What Exactly Can a Process Server Do to Serve Papers?
Gregg Hollander | June 30, 2023 | Florida Law
When you hear about a lawsuit, one aspect that often eludes people is the serving of legal documents to the parties involved. Process servers handle this crucial part of the legal process. They are responsible for ensuring that all parties receive timely notice of the action against them.
It’s helpful to understand the roles and responsibilities of process servers, the various methods they use to serve papers, and what they’re prohibited from doing.
What Is the Role of a Process Server?
Process servers are responsible for delivering various types of legal documents, such as subpoenas, complaints for personal injury cases, summonses, and eviction notices. They must uphold the law and follow strict guidelines when carrying out their duties.
Here is a rundown of what a process server needs to do:
Locate the recipient: Often, process servers are required to track down individuals who might be trying to hide or evade the process. They may use tools like online databases or engage in field research, conducting interviews with relatives, neighbors, and coworkers to locate the person who needs to be served.
Follow proper documentation procedures: Once the papers have been served, process servers need to complete a proof of service or affidavit indicating that they have completed the task. This document is then filed with the court to verify that the intended party has received notice of their involvement in a legal matter.
Maintain professionalism: Process servers must remain unbiased and professional when conducting their duties, even in difficult or tense situations.
Methods of Serving Papers
Process servers have several means to deliver court documents effectively.
Here are some ways they serve people:
- Personal service: This is the most straightforward and preferred method of serving documents, which involves hand-delivering the papers directly to the recipient. The process server approaches the person, identifies them, and hands over the documents.
- Substitute service: When the defendant is not found at their home, the process server may use substituted service – a method that allows the papers to be left with someone 15 or older.
- Service by mail: In some cases, papers may be mailed to the recipient, either via regular mail or certified mail, with a return receipt requested. The courts can also authorize the use of electronic means like email or fax in certain circumstances.
- Service by publication: This method of service is a last resort used when a defendant or party cannot be located after an exhaustive search. The process server may request permission from the court to publish the legal notice in a local newspaper or online.
The court requires the process server to meet a high bar before allowing service by publication.
Under the Florida rules of civil procedure, the server must attest that they attempted to serve the documents in several locations and performed an exhaustive search to find the party through various resources, including:
- Local hospitals
- Local jails
- Tax offices
- The Department of Motor Vehicles
Only after these steps does a court allow service by publication.
What Process Servers Cannot Do
Just as important as what a process server can do is understanding what they cannot do.
Here are some activities that are off-limits for process servers:
- Tampering with mailboxes: Process servers cannot go through a person’s mailbox to see if they’re receiving mail. This act is a violation of federal law.

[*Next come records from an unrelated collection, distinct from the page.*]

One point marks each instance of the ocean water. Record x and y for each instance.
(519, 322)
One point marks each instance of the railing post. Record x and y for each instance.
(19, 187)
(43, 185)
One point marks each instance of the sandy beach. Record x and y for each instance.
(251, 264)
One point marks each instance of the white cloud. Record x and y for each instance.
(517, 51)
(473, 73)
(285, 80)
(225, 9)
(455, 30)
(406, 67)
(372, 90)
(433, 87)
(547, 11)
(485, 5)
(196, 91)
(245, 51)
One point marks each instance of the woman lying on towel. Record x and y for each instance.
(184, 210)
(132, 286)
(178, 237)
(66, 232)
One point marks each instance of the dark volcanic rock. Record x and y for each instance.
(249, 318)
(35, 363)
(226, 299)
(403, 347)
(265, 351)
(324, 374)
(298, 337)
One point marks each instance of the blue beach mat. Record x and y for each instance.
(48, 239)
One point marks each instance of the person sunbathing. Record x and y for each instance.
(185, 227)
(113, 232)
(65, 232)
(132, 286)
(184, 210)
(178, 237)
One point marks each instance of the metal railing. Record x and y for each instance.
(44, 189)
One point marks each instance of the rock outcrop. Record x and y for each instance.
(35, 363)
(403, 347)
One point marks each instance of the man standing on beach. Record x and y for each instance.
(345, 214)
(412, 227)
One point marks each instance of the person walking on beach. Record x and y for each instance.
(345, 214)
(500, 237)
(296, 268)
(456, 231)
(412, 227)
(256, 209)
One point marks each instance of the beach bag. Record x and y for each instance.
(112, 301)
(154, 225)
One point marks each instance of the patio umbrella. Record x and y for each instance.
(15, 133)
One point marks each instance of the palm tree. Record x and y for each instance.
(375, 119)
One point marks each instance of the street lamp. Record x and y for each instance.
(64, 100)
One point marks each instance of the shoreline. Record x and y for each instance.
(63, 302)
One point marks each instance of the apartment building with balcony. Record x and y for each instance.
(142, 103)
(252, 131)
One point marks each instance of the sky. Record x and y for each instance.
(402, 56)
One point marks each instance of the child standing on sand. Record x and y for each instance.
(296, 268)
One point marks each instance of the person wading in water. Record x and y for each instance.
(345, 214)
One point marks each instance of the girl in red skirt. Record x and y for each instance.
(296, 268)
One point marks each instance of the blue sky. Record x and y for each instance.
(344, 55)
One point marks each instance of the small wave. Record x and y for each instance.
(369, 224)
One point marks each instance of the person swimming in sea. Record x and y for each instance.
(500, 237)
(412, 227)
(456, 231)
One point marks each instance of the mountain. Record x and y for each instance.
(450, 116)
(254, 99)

- Misrepresenting their identity: It is illegal for process servers to lie about who they are or what they are doing. They must follow all state and federal laws regarding their identity and the nature of their job.

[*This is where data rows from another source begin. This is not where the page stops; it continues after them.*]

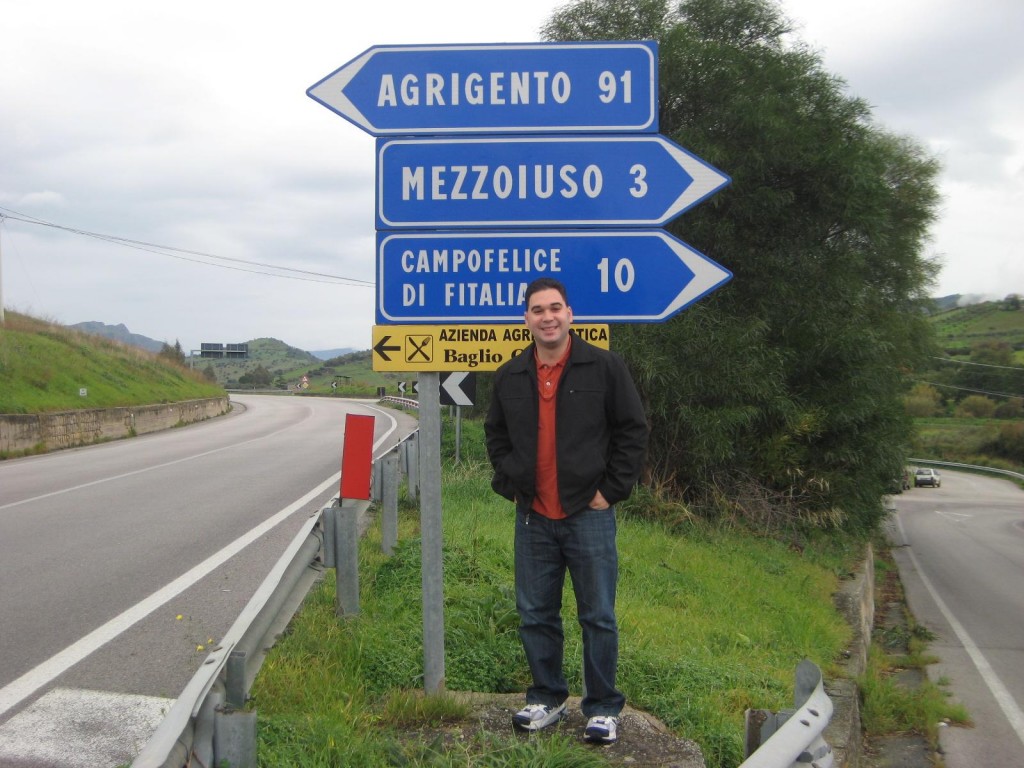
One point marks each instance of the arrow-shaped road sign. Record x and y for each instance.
(499, 88)
(458, 389)
(382, 348)
(631, 275)
(599, 181)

- Impersonating a law enforcement officer: Process servers cannot pose as law enforcement officers, as doing so is illegal and a breach of trust in their profession.

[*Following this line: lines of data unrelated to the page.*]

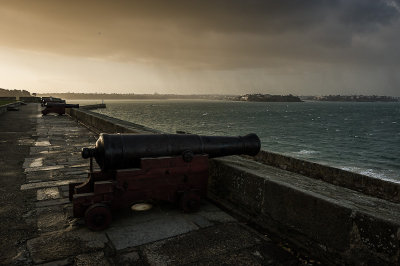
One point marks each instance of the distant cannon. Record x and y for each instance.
(45, 100)
(140, 168)
(57, 108)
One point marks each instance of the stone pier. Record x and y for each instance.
(41, 155)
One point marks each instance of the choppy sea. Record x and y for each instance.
(359, 137)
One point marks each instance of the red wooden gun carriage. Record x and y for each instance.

- Trespassing: Process servers must adhere to all state and federal laws, which include regulations prohibiting trespassing. They cannot enter private property without permission or in violation of “no trespassing” signs.
- Using physical force: Process servers cannot use physical force or threats to serve papers.
- Serving on Sundays: Process servers are not permitted to serve papers on Sundays. This rule originates from the idea of Sunday as a day of rest, meaning that serving papers on this day is prohibited.